I recently took over an application and we recently did an appscan and I got a item marked as vulnerable. The remediation task the report suggested was to Decline malicious requests. The report said appscan tried:
The following changes were applied to the original request: Set HTTP header to 'http://bogus.referer.ibm.com'
I had this flagged the 1st time we ran appscan, and put code to check if the urlreferer is provided, if so then make sure it's the same as the host in the url, otherwise kill the user's session and redirect to the login page. We ran appscan again and it got flagged again, I'm not sure how to handle this.
When I look at the report, it shows it put in bogus referrer, the server responded with a 302 status, redirect, and then a request was put in for the login which the server responded with a 202, giving it. Appscan reasoning says:
The same request was sent twice in different sessions and the same response was received. This shows that none of the parameters are dynamic (session identifiers are sent only in cookies) and therefore that the application is vulnerable to this issue.

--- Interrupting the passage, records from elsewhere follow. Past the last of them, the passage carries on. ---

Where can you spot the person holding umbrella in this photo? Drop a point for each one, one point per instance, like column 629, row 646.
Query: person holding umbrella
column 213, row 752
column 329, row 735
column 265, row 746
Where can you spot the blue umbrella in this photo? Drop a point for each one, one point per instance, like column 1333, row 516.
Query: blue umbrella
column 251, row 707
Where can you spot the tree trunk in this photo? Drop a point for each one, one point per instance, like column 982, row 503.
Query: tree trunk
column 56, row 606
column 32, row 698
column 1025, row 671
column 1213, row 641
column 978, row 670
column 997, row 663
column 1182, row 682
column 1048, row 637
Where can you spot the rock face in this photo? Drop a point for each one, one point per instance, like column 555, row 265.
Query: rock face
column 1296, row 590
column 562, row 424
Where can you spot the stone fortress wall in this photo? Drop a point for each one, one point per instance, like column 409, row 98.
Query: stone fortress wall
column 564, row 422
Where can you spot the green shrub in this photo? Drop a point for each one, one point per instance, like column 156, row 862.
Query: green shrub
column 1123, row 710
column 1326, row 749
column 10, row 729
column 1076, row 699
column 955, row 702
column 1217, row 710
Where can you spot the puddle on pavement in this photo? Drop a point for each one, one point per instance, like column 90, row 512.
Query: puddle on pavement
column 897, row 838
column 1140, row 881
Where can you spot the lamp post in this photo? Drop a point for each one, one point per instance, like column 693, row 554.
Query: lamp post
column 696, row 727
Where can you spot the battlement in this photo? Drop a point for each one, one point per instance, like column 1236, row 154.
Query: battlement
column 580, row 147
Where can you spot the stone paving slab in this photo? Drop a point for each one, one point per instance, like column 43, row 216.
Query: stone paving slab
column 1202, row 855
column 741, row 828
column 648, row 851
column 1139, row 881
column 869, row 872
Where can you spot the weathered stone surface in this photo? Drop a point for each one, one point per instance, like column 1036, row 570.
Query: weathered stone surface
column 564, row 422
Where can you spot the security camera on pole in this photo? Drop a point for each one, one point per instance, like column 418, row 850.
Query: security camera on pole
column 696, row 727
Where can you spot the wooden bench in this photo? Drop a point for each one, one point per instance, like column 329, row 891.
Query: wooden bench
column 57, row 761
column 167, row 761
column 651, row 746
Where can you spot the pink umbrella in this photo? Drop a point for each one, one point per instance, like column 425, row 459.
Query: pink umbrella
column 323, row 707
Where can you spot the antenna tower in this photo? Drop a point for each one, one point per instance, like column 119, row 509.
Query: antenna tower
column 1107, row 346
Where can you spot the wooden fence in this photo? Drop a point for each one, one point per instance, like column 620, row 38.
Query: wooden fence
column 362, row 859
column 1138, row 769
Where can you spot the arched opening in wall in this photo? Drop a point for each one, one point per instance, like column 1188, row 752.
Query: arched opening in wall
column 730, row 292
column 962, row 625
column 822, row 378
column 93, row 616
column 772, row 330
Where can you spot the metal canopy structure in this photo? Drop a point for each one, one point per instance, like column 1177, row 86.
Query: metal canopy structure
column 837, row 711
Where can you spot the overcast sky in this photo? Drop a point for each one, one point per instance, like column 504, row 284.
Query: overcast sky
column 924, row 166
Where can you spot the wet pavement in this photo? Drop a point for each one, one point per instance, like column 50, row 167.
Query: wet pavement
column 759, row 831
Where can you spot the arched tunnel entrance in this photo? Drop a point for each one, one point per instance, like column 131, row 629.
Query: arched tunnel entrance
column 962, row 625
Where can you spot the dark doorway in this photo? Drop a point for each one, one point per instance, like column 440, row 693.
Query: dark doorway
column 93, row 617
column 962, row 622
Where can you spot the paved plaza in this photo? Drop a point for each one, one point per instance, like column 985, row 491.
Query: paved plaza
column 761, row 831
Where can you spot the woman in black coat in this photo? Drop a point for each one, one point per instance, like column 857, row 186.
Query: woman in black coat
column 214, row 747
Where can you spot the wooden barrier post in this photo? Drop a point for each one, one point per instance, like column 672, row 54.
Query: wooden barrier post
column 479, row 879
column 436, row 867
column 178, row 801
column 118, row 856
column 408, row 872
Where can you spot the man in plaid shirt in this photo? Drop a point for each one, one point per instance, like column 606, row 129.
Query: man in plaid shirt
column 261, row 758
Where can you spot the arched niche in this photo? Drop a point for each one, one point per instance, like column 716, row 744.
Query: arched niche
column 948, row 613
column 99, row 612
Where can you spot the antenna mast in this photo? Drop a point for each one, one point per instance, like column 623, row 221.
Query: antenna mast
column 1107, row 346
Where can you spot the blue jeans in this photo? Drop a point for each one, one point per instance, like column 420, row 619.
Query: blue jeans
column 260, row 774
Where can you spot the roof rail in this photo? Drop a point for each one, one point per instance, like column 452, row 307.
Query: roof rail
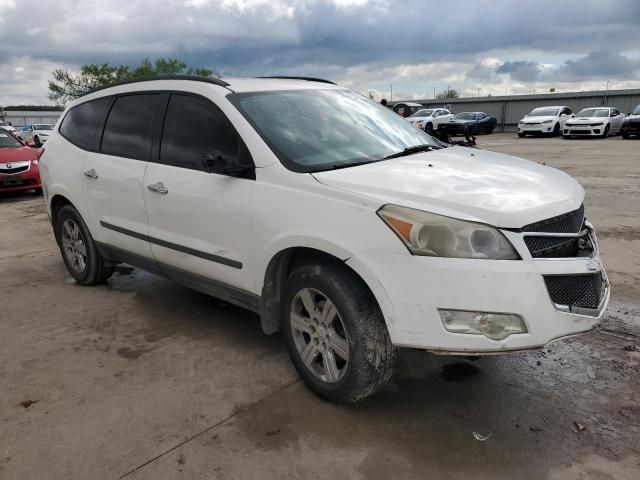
column 193, row 78
column 308, row 79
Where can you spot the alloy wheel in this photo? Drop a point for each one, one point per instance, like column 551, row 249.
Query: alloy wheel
column 319, row 335
column 75, row 248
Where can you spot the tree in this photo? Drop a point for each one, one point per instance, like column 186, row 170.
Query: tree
column 66, row 86
column 451, row 93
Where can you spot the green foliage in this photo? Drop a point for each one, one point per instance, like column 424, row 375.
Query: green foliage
column 66, row 86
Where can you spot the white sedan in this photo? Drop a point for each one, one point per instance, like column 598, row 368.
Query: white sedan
column 428, row 119
column 595, row 121
column 544, row 120
column 38, row 133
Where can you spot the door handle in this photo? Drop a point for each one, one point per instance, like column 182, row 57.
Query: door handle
column 91, row 173
column 158, row 187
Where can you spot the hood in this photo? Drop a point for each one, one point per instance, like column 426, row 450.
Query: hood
column 534, row 120
column 465, row 183
column 17, row 154
column 416, row 119
column 461, row 121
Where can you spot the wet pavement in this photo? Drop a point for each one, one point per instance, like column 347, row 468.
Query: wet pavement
column 143, row 378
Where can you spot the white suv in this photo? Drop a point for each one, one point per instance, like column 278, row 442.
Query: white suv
column 338, row 222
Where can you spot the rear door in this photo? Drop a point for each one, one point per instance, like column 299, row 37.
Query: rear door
column 199, row 222
column 113, row 175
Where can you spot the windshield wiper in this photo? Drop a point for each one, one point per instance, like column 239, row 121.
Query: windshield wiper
column 337, row 166
column 411, row 150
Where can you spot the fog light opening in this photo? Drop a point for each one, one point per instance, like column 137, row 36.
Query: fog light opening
column 496, row 326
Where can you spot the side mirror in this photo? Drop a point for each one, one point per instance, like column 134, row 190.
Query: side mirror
column 242, row 167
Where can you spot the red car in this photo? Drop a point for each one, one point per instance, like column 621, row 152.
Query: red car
column 18, row 164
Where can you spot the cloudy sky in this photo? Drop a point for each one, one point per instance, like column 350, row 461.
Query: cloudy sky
column 475, row 46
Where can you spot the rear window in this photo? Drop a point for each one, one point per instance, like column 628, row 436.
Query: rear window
column 80, row 125
column 194, row 128
column 127, row 132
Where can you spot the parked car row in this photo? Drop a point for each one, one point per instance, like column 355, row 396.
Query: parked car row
column 590, row 122
column 19, row 168
column 441, row 120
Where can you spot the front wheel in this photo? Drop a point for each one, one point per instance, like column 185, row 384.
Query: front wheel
column 79, row 251
column 335, row 333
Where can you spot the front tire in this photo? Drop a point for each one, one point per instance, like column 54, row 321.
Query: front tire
column 78, row 249
column 335, row 333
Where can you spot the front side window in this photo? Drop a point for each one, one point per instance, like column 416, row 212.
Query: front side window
column 195, row 128
column 81, row 123
column 593, row 112
column 127, row 132
column 7, row 140
column 313, row 130
column 543, row 112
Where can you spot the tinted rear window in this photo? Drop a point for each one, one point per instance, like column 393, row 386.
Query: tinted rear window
column 194, row 128
column 127, row 132
column 81, row 123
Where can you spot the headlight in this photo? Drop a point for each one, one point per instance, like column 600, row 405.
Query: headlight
column 433, row 235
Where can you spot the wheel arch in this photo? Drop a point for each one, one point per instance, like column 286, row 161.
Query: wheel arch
column 283, row 262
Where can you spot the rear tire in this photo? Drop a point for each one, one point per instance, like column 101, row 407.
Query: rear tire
column 335, row 333
column 79, row 250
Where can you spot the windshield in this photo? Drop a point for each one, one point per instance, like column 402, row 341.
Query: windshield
column 465, row 116
column 423, row 113
column 593, row 112
column 8, row 140
column 313, row 130
column 544, row 112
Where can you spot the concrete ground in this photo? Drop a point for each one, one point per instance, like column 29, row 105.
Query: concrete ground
column 144, row 379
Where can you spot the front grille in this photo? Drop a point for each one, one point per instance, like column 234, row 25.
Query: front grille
column 566, row 223
column 559, row 247
column 584, row 291
column 583, row 132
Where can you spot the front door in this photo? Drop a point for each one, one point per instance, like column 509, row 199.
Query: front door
column 113, row 176
column 199, row 222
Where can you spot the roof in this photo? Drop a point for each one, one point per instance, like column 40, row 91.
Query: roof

But wouldn't the response always be the same? If the check fails a 302 followed by a 202, a redirect and login page comes up, regardless of the user. Does anyone know how to handle this? I'm guessing I could put the user's session id into the redirect url so appscan will see if as different, but I thought there must be another way.
This is a .net 4 application. Users are tracked with the Session object, if that matters, Forms Authentication was not used.
Set the viewstate user key, ref: https://security.stackexchange.com/questions/19152/how-does-viewstate-protect-against-csrf This makes it harder to send a query without having access to both the most recent page & your cookies.
Use the HttpException to return 403 (you may need to do some extra work too keep it from turning into a 500)
Throwing an HttpException always sends back HTTP 500 error?
And app scans have a highly recognizable signature-- they throw 100s of exceptions in the same minute. As part of your error logging infrastructure, you might want to present a captcha after say 5 exceptions in the same minute, or present a captcha on errors that the app scan throws that your app never throws (like very long URLs, queries for .jsp files in a .aspx application). Once an appscanner has been ID'd you'd want to poison their session by always redirecting to an error page until they solve a capcha. The down side of this is that there is a low chance that a user will be presented with a capcha after an exception thrown by the application, say a security error when the user puts a > in a textbox. You may or may not want to implement this feature for all app scanners, maybe just the malicious ones, depends on the incentive in your organization.